Among UHNW investors in 2005, 16 percent said they were "most aggressive’ or "aggressive", the two highest levels of risk tolerance. In 2013, 32 percent of investors, exactly double the 2005 amount, listed themselves as "most aggressive” or "aggressive."
The percentages for the two categories at the top of the risk-taking investors were similar among Millionaires. In 2005, 14 percent of Millionaires listed themselves as "aggressive” or "most aggressive". In 2013, that number rose to 27 percent, again almost double the amount from eight years prior.
Among Mass Affluent investors with a net worth between $100,000 and $1 million, 88 percent said "level of risk” was a factor in their decisions. Among Millionaire investor with a net worth between $1 million and $5 million, 92 percent said "level of risk" was a concern, and among Ultra High Net Worth investors with a net worth between $5 million and $25 million, 94 percent chose that category as a concern when making investments.

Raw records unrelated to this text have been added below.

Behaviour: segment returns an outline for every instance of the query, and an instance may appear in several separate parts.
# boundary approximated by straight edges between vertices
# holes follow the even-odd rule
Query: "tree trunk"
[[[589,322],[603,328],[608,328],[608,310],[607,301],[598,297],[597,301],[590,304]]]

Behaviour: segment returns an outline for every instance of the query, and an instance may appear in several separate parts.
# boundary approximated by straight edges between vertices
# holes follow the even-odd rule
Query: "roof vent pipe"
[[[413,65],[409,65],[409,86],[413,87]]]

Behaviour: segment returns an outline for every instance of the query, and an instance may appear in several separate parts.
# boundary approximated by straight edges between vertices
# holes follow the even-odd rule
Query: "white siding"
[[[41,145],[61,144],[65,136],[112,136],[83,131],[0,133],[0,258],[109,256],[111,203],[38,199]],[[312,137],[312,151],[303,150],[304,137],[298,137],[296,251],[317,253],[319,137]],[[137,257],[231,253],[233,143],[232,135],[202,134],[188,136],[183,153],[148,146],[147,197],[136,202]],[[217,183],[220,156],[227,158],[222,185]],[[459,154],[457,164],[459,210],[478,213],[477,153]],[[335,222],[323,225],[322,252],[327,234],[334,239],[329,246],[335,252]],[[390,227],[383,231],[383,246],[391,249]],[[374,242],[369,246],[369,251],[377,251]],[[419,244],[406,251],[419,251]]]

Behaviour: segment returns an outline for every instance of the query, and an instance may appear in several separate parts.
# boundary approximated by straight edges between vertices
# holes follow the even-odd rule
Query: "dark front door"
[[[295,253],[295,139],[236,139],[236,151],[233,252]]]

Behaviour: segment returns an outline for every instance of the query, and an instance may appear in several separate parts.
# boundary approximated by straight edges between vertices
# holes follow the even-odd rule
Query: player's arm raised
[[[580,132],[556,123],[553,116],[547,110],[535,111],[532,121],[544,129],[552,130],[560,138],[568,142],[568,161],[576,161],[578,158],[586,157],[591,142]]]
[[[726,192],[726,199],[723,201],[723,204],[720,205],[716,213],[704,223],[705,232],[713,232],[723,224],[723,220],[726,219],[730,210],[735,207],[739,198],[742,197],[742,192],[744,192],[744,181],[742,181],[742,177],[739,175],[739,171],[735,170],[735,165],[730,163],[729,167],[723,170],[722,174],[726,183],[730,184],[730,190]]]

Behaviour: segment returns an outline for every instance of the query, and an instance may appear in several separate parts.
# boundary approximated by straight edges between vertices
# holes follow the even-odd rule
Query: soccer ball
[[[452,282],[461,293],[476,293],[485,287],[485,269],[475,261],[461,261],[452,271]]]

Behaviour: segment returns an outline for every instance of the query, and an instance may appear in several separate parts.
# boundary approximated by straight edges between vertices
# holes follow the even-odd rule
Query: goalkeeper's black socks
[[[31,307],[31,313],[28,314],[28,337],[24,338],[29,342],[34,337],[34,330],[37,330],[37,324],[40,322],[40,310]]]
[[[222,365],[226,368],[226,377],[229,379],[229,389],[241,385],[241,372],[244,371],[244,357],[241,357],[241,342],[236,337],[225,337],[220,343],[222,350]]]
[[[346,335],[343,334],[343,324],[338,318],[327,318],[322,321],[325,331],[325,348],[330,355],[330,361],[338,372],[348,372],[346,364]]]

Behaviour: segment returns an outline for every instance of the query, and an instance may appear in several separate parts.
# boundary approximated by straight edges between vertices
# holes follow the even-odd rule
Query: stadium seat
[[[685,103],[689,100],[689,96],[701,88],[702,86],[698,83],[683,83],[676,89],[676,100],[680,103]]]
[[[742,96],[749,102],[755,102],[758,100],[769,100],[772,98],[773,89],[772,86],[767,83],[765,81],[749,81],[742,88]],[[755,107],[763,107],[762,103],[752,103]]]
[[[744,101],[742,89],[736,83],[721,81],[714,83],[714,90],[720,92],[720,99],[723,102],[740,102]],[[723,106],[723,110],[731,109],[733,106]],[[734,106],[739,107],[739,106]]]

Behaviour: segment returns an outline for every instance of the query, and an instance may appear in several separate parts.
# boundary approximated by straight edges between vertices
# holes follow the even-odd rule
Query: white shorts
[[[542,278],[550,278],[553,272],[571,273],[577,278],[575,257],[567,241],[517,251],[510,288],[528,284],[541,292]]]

For comparison, "diversity of investments" was the second most popular choice, and it ranged from 80 percent of Mass Affluent investors to 89 percent of UHNW investors. "Reputation of companies where investments are made"" was the third most popular choice, and it ranged from 76 percent among UHNW investors to 81 percent among Mass Affluent investors.
In 2005, Spectrem Group asked investors to rate themselves as "conservative", "moderate", "aggressive" and "most aggressive” in terms of investment strategies. They asked investors again in 2013.
Mass Affluent investors have less money to invest, but they are also the youngest segment researched. But youth does not preclude conservative behavior, and they had the highest percentage of "conservative” investors, although that number decreased from 2005 to 2013. In 2005, 41 percent of Mass Affluent investors claimed to be "conservative” while in 2013 only 31 percent did so. Neither of the other two wealth segments reported more than 28 percent of "conservative” investors in either year.